Shane didn't look up, but he grinned. "It’s soft. Easy to digest. Doctor’s orders."
"The doctor is not Italian."
"The doctor wants you to eat," Shane countered, finally turning around. He leaned against the counter, spatula still in hand. "You hungry, or just here to scout my technique?"
Ilya leaned his head against the doorframe, his eyes tracking the steam. "Both."
"Good," Shane said, his voice dropping the playfulness for something steadier. "Sit. I'll fix you a bowl."
"I am still annoyed with you," Ilya announced.
"I know," Shane said, not bothering to look up from the stove. "You’ve mentioned it four times since the parking lot. Once in Russian, which sounded particularly spicy."
"You made me look like a fragile Victorian doll out there. Bood asked if I needed nap and warm glass of milk."
"To be fair," Shane countered, finally turning and brandishing a spatula at him. "You started the day by treating me like a enemy. I had to overcompensate. It’s in my contract, Ilya. Section Four, Paragraph B: Must protect the grumpy Russian from all threats, real or otherwise."
Ilya let out a huff, the last of the tension finally bleeding from his shoulders. He crossed the kitchen and slumped, dropping his forehead against Shane’s shoulder blades.
"The dream was very quiet, Shane," Ilya whispered into the cotton of his shirt. "That was the worst part.

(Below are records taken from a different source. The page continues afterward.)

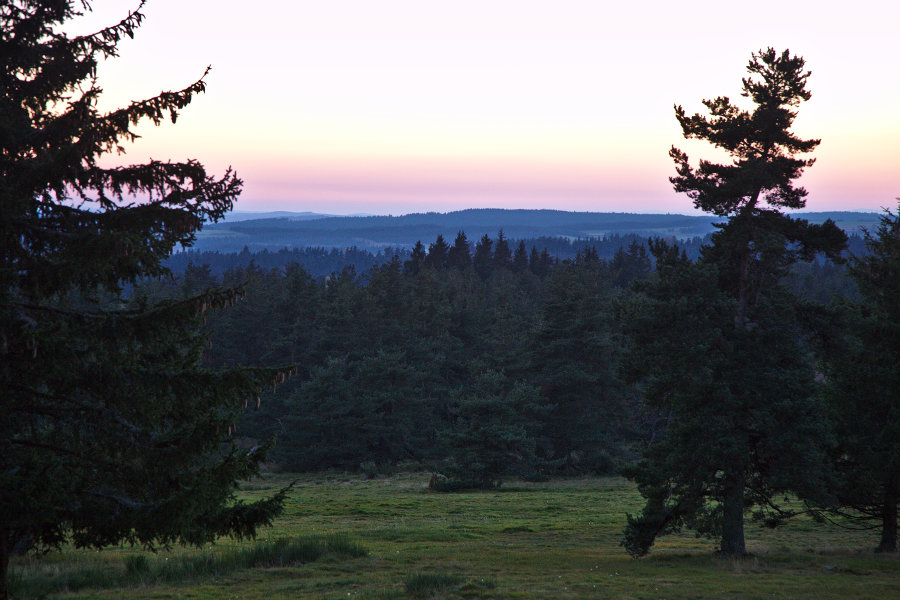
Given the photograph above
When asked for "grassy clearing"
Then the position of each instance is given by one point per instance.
(558, 539)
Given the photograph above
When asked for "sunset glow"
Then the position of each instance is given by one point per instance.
(404, 106)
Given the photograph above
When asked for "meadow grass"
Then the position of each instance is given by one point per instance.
(393, 538)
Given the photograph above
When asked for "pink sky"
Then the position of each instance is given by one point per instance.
(405, 106)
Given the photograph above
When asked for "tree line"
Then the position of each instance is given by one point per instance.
(710, 382)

You were just... reasonable. You said, 'Ilya, this is not working,' and you folded your shirts so neatly. I hate when you are reasonable."

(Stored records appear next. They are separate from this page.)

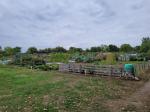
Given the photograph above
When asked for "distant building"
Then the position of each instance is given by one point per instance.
(128, 57)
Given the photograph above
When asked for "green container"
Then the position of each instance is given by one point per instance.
(129, 68)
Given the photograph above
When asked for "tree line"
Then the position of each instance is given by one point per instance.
(126, 48)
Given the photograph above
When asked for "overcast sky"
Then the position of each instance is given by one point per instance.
(79, 23)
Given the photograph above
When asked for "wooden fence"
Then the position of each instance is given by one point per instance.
(109, 70)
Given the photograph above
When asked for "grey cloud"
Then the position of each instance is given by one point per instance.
(48, 23)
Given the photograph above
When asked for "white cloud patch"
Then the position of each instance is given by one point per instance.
(80, 23)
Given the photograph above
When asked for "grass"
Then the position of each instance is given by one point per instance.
(27, 90)
(59, 57)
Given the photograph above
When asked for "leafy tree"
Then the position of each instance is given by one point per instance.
(59, 49)
(17, 50)
(8, 51)
(137, 49)
(74, 49)
(113, 48)
(104, 48)
(96, 49)
(145, 47)
(126, 48)
(32, 50)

Shane let the spatula clatter onto the spoon rest and turned within the circle of Ilya’s arms. He tucked a stray blonde hair behind Ilya’s ear, tilting his chin up until their eyes locked.

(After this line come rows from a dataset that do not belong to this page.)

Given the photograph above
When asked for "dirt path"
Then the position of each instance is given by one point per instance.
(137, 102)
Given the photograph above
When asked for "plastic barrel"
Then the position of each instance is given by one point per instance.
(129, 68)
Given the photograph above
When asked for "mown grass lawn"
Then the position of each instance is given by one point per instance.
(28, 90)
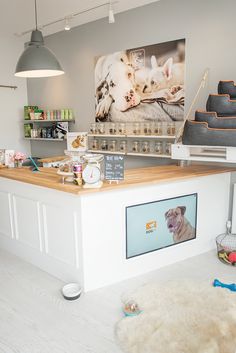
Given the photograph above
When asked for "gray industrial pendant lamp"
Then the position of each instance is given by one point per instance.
(37, 60)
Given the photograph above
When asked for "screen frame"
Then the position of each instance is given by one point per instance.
(157, 201)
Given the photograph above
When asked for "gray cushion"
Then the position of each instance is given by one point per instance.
(221, 104)
(227, 87)
(197, 133)
(216, 121)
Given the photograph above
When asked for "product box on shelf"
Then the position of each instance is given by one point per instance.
(9, 158)
(2, 157)
(29, 109)
(77, 141)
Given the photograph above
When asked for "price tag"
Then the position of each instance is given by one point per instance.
(114, 167)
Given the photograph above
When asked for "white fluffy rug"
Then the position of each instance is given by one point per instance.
(180, 318)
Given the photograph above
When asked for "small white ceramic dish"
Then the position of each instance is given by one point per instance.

"Listen to me, you asshole," Shane said, his voice soft but unshakeable. "I am never going to be that reasonable. If we’re falling apart, I’m going to be loud and I’m going to fight. I’m definitely going to be annoying about it. I’m not folding my shirts and walking out; I’m staying right here to argue about whose turn it is to empty the dishwasher for the next fifty years."
Ilya searched Shane's face, looking for the cold, organized man from the dream. He found only the familiar, messy warmth of the man in front of him.
"Fine," Ilya muttered against Shane's collarbone. "But the moment you start using a spreadsheet for our feelings, I am chucking your skates into the lake."
"Deal," Shane laughed, squeezing him tight. "Now, sit. The pasta is probably mush because I was busy being a bodyguard, but it’s served with the good spatula. It tastes like commitment."
"You are dork, Hollander."
"Yeah, but I'm your dork. Get the forks."